ROMA. Usare parte dei beni confiscati alle mafie come soluzione abitativa in caso di occupazioni abusive. E' una delle strade a cui il Viminale vuole dare impulso per evitare situazioni come quelle verificatesi a Roma. Il problema tocca soprattutto le grandi città e non riguarda solo migranti, ma anche cittadini italiani, centri sociali, aree occupate da nomadi. Già domani, con una prima riunione, il ministero lavorerà sulle linee guida che il ministro dell’Interno, Marco Minniti, vuole mettere nero su bianco ed emanare a giorni a prefetti e questori. Sul caso Roma è poi in cantiere in settimana un vertice Raggi-Minniti.

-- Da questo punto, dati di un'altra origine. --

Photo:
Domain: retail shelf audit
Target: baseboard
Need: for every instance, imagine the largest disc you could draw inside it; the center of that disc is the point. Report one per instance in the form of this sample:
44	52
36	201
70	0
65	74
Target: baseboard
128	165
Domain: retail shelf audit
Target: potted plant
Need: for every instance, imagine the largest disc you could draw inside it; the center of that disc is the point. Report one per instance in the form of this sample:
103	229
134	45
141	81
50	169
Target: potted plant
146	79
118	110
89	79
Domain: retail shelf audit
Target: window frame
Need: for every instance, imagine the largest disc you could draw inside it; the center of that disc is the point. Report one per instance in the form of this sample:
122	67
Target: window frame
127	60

La direttiva ministeriale sarà una costola del pacchetto sulla sicurezza urbana varato ad aprile, che già prevede misure sugli sgomberi per prefetture e sindaci: la circolare vuole responsabilizzare i soggetti coinvolti, in modo che le esigenze di ordine pubblico, quelle delle famiglie più esposte e anche quelle della proprietà degli immobili non entrino in conflitto. Un ruolo in questo processo lo giocherà anche chi si occupa di sociale, negli assessorati come nelle associazioni qualificate. L'obiettivo è evitare sgomberi 'manu militarì in assenza di alloggi per sistemare le persone. Intenzione che incassa anche critiche. Da Forza Italia, Maurizio Gasparri incita a non "abbassare la guardia su immigrazione e sgomberi» e Renato Schifani bolla come «inaccettabile l’idea di dare case popolari a chi occupa abusivamente». «La sinistra perde il pelo ma non il vizio": «governo e Pd premiano i criminali», accusa la Lega.

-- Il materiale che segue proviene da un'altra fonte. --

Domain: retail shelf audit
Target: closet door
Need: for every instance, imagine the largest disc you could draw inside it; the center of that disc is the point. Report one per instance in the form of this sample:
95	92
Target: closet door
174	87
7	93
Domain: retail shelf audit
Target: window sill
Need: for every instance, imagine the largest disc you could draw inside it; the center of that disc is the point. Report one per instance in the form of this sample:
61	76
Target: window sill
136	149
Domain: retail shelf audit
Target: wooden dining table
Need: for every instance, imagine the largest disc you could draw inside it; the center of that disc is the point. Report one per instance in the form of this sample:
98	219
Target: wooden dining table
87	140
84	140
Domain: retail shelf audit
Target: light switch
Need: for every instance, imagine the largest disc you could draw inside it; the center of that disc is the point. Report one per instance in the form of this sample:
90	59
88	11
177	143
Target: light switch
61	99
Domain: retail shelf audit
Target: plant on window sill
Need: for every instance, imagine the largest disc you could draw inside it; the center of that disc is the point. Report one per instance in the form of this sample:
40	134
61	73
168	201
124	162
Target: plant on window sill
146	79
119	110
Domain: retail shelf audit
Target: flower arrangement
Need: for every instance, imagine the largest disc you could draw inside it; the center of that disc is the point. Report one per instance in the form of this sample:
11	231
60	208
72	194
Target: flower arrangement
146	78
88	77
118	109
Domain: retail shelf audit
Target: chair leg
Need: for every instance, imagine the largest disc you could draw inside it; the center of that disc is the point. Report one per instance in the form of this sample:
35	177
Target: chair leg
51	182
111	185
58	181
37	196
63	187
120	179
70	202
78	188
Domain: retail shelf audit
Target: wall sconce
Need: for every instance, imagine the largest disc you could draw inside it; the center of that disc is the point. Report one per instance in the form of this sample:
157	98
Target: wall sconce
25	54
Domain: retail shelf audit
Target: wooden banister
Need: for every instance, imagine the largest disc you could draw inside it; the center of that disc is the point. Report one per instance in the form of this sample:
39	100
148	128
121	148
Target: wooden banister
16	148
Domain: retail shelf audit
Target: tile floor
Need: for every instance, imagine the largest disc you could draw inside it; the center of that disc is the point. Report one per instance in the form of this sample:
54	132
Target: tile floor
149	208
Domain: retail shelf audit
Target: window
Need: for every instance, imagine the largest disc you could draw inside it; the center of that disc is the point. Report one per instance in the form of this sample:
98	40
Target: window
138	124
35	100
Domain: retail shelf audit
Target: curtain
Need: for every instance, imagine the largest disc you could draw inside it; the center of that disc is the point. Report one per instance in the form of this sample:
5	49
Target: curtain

Ma l’idea di utilizzare meglio il patrimonio sottratto alle mafie, ancora sottoutilizzato, trova sponde. I dati dell’Agenzia dei beni confiscati, fermi al 2015, parlano di 17mila beni, di cui 9mila assegnati. Di recente la Cgil ha aggiornato la stima a 20mila. Lo stesso Minniti a giugno, parlando in Antimafia, disse che serve un’Agenzia nuova e più efficace per non disperdere questo patrimonio: un passaggio affidato alla riforma del Codice antimafia, che pende alla Camera. Rafforzare l’utilizzo di questo canale può senz'altro allargare il numero di edifici disponibili. «Davanti all’emergenza e alla gravità dei fatti di questi giorni ben venga la proposta», commenta Libera, che si batte contro le mafie. L’associazione di don Ciotti ricorda che questo strumento è già previsto e alcuni Comuni lo usano; a supporto, il ministero delle Infrastrutture stanziò 18 milioni di euro nel 2015 per un triennio.

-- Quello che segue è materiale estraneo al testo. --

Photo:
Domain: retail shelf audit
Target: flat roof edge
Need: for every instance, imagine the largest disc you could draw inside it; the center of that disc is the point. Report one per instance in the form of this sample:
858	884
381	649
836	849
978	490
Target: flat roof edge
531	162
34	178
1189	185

Un punto chiave quest’ultimo, su cui insiste anche l’Anci. «La strada è positiva - afferma il presidente Antonio Decaro - ma va accompagnata da un fondo" perché «non potendo incidere sulla leva fiscale né avere maggiori trasferimenti dallo Stato, la spesa dei Comuni è cristallizzata». Quindi «servono soldi per effettuare i lavori di ristrutturazione e rendere abitabili gli immobili che altrimenti non si possono assegnare». Anche l’iter deve essere rapido. Come quello dell’Agenzia del demanio per l’utilizzo degli immobili pubblici per l’emergenza abitativa, che, ricorda Decaro, è stato snellito due anni fa.
Intanto, mentre sembrano placarsi le polemiche e gli scambi di accuse tra le istituzioni sulla gestione dei migranti del palazzo di via Curtatone a Roma, ci si prepara ad una settimana decisiva per fare il punto sugli sgomberi e l'emergenza abitativa in città. Nei prossimi giorni, infatti, è atteso un vertice tra la sindaca Virginia Raggi e il ministro dell’Interno Marco Minniti sul tema. «Roma ha un carico di decine di migliaia di persone che non sono censite ufficialmente - sottolinea intanto la prima cittadina - non si può far finta che queste persone non esistano perché non sono riportate in una tabella Excel. Manca una politica nazionale adeguata su immigrazione e accoglienza. Un sindaco deve occuparsi dei suoi cittadini».